Put a transformation under the form of a rotation in the complex plane

Question

On the complex plane, I have a transformation "T" such that :

$z' = (m+i)z + m - 1 - i$ ($z'$ is the image and $z$ the preimage, $z$ and $z'$ are both complex number)

and $m$ is a real number.

I'd need to determine "$m$" such that this transformation "T" is a rotation.

I know a rotation can be written under the form : $z'- w = k (z - w)$ with "$w$" the complex number associated with the center and "$k$" a complex number modulus 1. But I can't find how to put "T" under the form of a rotation.

Some hint would be very appreciated, Thanks.

Answer 1

Rotations are described by formula $z'-w=k(z-w)$, i.e. $z'=kz+w(1-k)$.

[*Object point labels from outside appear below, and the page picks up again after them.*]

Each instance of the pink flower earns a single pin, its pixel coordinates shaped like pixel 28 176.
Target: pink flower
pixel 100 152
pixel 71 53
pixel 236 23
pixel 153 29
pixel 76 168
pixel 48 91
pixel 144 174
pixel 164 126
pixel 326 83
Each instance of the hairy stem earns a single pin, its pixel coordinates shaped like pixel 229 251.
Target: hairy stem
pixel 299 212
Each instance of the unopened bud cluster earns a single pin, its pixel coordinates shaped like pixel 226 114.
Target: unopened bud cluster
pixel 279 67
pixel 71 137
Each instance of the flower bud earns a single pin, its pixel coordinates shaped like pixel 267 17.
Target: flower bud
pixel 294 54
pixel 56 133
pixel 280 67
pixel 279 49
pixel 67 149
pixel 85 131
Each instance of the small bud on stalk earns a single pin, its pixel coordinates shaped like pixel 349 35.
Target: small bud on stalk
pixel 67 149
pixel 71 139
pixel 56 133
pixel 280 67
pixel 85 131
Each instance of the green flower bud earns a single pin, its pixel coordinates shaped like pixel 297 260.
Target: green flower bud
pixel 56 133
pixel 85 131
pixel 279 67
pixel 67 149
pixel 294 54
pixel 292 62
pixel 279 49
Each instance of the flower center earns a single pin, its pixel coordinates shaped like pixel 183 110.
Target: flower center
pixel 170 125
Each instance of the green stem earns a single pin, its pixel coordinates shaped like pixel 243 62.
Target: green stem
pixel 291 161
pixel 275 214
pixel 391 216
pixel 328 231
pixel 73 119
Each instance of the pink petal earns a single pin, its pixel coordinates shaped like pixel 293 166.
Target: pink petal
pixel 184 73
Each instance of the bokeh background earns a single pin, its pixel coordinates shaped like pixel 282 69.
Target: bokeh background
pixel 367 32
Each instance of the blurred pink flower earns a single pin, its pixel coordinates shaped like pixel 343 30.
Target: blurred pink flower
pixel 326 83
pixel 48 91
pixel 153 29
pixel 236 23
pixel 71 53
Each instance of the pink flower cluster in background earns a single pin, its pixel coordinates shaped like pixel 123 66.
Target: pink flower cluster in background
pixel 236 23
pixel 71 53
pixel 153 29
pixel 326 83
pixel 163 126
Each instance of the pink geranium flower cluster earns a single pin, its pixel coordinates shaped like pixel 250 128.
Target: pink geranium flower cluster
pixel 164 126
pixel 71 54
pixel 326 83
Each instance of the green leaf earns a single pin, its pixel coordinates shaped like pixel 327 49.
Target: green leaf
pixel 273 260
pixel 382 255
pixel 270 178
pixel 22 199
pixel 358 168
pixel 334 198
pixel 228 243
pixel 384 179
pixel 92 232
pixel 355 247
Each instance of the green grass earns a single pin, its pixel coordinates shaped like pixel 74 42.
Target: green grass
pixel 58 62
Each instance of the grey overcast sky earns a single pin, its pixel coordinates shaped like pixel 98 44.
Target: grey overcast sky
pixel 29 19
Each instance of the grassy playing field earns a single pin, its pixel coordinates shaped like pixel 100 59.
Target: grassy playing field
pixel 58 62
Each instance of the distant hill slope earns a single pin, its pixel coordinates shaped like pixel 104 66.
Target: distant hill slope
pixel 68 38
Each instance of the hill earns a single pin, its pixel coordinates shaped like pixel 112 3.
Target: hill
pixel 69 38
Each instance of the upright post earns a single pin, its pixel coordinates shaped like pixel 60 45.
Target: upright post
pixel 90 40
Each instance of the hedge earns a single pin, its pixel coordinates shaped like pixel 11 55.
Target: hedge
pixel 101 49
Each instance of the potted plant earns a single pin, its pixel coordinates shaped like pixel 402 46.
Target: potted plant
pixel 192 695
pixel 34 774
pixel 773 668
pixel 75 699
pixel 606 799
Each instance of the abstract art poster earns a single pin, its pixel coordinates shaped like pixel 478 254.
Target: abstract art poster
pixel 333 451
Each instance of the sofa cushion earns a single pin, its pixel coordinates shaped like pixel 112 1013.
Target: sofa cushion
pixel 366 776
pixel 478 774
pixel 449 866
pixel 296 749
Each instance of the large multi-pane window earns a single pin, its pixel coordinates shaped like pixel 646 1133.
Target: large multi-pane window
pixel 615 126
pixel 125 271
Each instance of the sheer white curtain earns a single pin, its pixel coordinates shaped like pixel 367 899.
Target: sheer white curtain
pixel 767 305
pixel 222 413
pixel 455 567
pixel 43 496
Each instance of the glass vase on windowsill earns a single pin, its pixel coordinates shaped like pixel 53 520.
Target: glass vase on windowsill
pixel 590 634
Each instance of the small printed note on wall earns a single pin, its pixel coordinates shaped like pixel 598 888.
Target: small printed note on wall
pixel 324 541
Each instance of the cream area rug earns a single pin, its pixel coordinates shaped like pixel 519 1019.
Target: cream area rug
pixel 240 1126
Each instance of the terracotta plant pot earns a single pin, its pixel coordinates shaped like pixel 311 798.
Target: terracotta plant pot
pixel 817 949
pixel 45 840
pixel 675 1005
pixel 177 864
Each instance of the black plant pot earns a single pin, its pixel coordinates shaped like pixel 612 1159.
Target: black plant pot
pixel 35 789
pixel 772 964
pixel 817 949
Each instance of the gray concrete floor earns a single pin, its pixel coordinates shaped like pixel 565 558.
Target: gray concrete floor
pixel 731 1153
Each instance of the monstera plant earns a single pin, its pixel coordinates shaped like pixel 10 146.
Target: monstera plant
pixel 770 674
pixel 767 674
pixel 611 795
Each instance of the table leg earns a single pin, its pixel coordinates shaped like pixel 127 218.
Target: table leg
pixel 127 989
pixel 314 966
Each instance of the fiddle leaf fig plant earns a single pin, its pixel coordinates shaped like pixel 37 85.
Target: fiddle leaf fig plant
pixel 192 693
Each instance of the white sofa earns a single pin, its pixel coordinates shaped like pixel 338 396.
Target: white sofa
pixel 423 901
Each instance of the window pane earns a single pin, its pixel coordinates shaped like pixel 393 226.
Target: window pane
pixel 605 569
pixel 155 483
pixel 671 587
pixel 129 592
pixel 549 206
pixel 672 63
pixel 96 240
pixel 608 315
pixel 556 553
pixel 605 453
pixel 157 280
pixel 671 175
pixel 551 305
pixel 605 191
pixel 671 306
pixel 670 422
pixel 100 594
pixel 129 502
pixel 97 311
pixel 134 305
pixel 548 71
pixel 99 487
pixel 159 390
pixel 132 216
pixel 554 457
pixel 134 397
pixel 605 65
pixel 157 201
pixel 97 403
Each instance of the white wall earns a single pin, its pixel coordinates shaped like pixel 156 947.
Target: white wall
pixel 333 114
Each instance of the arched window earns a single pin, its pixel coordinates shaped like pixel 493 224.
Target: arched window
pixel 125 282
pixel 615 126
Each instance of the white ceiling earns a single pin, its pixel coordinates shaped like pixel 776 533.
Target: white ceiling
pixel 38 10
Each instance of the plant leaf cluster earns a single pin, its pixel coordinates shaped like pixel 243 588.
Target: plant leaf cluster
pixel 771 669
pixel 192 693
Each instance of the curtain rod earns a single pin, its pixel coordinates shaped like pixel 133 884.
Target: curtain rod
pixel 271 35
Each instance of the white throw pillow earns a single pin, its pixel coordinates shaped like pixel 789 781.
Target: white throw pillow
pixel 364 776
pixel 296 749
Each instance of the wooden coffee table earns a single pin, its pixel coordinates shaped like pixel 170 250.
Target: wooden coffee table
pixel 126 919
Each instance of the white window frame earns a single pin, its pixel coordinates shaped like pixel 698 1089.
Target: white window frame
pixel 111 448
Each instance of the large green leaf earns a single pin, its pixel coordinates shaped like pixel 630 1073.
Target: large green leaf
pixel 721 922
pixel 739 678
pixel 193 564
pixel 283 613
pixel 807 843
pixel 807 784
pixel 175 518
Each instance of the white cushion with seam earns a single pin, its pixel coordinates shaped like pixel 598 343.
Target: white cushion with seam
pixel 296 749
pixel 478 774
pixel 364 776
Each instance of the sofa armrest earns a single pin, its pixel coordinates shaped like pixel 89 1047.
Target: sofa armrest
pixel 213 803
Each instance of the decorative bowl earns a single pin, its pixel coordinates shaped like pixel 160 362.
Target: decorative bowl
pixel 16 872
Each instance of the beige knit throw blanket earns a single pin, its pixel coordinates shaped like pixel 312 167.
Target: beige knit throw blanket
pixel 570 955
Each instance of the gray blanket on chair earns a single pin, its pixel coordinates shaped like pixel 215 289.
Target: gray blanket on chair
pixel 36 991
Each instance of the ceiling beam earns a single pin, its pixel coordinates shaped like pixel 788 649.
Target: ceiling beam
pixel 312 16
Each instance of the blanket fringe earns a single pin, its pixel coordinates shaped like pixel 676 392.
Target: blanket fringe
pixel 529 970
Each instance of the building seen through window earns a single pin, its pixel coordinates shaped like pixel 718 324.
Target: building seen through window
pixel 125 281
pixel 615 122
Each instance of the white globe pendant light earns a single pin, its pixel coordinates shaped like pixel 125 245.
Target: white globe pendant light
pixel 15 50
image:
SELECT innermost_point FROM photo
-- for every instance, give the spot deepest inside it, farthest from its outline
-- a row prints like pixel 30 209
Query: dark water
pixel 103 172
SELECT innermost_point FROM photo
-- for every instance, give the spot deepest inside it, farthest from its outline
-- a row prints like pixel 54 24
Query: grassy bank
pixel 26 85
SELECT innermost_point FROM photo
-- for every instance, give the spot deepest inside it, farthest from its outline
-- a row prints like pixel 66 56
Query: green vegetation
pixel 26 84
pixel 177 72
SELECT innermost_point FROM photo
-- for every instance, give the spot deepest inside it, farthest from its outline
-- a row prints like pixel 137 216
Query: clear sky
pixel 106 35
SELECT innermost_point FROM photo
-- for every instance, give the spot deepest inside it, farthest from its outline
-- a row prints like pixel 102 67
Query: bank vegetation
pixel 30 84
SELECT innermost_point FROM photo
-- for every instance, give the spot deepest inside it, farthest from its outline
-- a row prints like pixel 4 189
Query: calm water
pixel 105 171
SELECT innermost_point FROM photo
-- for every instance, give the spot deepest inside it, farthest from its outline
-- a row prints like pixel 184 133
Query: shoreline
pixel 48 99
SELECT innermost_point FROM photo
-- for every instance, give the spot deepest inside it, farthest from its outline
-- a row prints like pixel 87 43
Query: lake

You are given transformation "T" of the form $z'=(m+i)z+m-1-i$. Hence $$ k=m+i $$ Using condition $|k|=1$ you can determine $m$.

The rest is clear.

Answer 2

Use the form you have to get $z'=kz-kw+w=kz+(1-k)w$. Comapre it to the form you have. You know that $k=m+i$ and that $(1-k)w=m-1-i$. Since $k$ has to have modulus $1$, you can find $k$. From there find $w$.